We've become distraught, then, at the gradual disappearance of our American Goldfinches and House Finches. Since we moved in the feeders have been chockful of birds. So many tiny talons in the fabric eventually created big holes in the thistle socks, and I recently had to replace them.
The sock feeders I originally had were white, and the netting soft. My cheap replacements were brittle, and had birds and flowers printed on the sides.
Alas, our finch population decreased immediately. We pondered that it was late-summer, thistle was easily found in its natural habitat, and the birds would return when it wasn't so readily available. But no. In time, our feeders became finchy ghost-towns. I developed my own theory that they didn't like the ink on the printed feeders, and finally got around to purchasing and hanging the slightly more expensive ($6 each), softer feeders.

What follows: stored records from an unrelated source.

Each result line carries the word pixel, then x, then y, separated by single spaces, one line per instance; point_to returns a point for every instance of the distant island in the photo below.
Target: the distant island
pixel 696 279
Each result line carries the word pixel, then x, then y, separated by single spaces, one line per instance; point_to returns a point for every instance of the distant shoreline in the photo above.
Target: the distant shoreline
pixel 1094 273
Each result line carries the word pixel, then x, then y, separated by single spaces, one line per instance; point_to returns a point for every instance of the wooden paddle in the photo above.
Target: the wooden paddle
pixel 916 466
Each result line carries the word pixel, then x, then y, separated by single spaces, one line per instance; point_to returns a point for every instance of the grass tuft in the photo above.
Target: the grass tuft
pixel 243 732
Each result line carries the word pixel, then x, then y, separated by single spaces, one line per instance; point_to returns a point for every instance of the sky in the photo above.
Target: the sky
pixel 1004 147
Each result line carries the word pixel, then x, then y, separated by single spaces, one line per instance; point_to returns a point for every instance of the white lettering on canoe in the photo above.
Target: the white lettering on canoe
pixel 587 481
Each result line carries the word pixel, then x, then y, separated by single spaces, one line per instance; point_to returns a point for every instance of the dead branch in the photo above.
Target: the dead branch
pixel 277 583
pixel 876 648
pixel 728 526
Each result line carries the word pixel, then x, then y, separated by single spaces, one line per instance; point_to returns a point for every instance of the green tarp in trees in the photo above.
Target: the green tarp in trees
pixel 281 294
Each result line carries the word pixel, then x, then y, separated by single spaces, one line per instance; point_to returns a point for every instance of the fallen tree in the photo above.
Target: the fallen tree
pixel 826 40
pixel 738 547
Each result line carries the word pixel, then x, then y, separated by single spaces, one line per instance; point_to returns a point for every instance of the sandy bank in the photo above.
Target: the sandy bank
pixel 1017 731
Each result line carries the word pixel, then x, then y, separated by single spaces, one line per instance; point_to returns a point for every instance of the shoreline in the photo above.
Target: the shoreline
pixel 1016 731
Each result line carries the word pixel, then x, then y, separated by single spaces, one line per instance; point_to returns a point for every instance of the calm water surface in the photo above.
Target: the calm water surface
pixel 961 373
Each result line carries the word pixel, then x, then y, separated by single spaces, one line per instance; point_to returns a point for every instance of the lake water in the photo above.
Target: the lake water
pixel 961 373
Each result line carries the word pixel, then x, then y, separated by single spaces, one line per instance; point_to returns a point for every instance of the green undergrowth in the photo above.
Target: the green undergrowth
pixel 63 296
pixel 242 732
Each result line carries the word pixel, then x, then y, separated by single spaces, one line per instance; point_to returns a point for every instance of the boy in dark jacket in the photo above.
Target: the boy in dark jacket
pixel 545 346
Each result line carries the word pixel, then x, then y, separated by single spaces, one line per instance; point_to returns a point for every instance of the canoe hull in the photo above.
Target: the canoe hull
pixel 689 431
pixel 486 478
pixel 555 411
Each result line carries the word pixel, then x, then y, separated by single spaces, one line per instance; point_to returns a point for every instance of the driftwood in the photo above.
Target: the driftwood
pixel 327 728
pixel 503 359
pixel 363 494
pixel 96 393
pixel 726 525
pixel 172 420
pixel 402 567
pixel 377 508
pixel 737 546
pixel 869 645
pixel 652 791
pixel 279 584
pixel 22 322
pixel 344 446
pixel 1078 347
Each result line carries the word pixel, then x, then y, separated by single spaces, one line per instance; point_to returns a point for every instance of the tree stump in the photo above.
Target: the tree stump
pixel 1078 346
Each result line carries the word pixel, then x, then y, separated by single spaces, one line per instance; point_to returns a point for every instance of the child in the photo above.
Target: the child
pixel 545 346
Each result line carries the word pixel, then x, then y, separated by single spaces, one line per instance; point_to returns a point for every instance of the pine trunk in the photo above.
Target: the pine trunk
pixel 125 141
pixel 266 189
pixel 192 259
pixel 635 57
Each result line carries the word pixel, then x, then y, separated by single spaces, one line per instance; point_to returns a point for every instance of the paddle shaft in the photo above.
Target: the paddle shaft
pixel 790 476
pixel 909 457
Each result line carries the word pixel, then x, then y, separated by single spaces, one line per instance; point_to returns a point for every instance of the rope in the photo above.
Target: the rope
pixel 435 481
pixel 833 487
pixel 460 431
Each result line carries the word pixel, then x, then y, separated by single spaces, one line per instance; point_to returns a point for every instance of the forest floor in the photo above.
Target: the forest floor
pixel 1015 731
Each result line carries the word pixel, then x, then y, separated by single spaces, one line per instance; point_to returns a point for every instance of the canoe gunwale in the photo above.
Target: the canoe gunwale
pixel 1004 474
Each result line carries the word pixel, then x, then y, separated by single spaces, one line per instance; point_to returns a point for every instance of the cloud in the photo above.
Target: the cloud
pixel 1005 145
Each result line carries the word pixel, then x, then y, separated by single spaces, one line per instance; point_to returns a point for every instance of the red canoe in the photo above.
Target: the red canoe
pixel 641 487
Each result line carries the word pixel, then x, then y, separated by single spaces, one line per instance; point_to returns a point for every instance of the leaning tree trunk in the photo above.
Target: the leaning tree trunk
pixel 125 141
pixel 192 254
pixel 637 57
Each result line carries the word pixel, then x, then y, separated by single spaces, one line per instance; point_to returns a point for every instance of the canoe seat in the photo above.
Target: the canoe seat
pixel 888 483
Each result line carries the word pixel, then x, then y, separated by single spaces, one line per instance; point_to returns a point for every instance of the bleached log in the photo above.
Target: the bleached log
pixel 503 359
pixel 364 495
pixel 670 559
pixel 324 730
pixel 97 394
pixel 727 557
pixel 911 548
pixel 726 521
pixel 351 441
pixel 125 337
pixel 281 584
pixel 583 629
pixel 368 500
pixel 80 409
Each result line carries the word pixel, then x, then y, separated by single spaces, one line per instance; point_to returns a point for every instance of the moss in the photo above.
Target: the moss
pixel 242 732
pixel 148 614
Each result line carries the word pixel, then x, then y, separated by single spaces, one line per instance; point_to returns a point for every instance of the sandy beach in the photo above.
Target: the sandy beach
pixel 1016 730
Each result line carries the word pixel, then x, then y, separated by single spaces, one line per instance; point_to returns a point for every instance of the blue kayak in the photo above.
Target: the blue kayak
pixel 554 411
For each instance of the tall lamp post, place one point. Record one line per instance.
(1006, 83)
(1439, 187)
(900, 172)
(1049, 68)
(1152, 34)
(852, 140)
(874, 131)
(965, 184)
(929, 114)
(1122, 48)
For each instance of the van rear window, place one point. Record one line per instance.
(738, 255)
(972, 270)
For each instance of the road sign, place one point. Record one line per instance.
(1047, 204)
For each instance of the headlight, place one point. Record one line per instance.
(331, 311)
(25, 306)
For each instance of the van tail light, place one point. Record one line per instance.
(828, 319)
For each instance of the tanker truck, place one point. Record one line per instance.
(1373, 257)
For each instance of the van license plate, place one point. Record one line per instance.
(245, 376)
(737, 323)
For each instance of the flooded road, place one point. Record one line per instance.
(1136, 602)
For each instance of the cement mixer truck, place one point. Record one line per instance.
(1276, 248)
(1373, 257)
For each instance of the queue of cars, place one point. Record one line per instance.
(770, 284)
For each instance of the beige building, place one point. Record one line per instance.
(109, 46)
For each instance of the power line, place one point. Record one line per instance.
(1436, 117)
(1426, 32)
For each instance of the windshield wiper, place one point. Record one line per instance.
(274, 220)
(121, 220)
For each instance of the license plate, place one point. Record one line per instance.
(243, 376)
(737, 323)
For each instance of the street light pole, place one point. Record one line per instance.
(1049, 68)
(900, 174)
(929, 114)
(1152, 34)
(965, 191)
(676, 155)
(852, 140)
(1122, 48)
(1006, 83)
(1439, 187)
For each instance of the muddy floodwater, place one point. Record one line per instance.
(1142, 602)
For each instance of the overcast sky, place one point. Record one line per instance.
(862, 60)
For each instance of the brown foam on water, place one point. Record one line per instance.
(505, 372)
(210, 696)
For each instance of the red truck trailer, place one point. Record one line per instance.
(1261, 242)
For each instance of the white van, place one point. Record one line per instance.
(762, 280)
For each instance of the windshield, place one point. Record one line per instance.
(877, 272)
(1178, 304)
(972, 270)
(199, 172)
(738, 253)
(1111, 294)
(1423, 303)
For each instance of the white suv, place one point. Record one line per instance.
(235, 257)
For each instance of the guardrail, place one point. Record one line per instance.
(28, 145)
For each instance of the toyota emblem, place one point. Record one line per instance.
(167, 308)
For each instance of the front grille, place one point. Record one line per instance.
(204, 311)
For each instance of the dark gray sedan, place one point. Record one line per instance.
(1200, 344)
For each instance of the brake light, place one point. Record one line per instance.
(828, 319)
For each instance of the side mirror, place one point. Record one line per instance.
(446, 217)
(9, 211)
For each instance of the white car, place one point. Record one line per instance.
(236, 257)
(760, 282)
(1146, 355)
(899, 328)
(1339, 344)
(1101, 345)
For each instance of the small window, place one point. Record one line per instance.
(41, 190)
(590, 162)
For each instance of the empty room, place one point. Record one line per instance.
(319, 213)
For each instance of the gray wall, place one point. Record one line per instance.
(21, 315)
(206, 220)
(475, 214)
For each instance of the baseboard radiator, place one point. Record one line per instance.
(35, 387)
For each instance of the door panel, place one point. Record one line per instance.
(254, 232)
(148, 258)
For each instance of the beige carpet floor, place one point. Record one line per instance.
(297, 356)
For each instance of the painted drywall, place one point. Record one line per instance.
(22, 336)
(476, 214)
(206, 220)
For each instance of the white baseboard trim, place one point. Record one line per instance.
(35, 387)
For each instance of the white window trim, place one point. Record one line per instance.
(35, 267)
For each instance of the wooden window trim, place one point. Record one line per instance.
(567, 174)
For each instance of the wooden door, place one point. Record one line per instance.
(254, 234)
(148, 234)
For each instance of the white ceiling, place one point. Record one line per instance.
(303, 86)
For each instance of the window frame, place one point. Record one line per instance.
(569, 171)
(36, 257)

For two weeks, nothing. Clint and I both turned into Finch Fretters. Maybe we should put ONE printed feeder back up and see if one or the other draw a finch or two back? I put on a brave front and declared that they'd temporarily moved on, and once one or two found us again, the word would get out: Thistle Feast at The Country Casa!
That's exactly how it happened. I looked outside one day last week to see 2 of them. I had, of course, to text Clint right away. By Saturday, birdies were fighting for a spot, both feeders were full all day long:
To boot, Saturday seemed to be Robin migration day. It's surprising that they're still in town, but the Birds of Illinois book we have indicates they'll stick around through late November/early December. We had an entire flock stop at the Country Casa B&B (Birdbath & Breakfast), before heading South.
Ooo, I'll miss them. Hearts & gaits become lighter when they appear in spring.
In the meantime, I'm gearing up to keep all of their cousins fed & fat through the winter: 5-gallon buckets are full, and the binoculars are at the ready. As much as I grumble about the cold, winter after winter, my birdy babies are somehow always a source of consolation.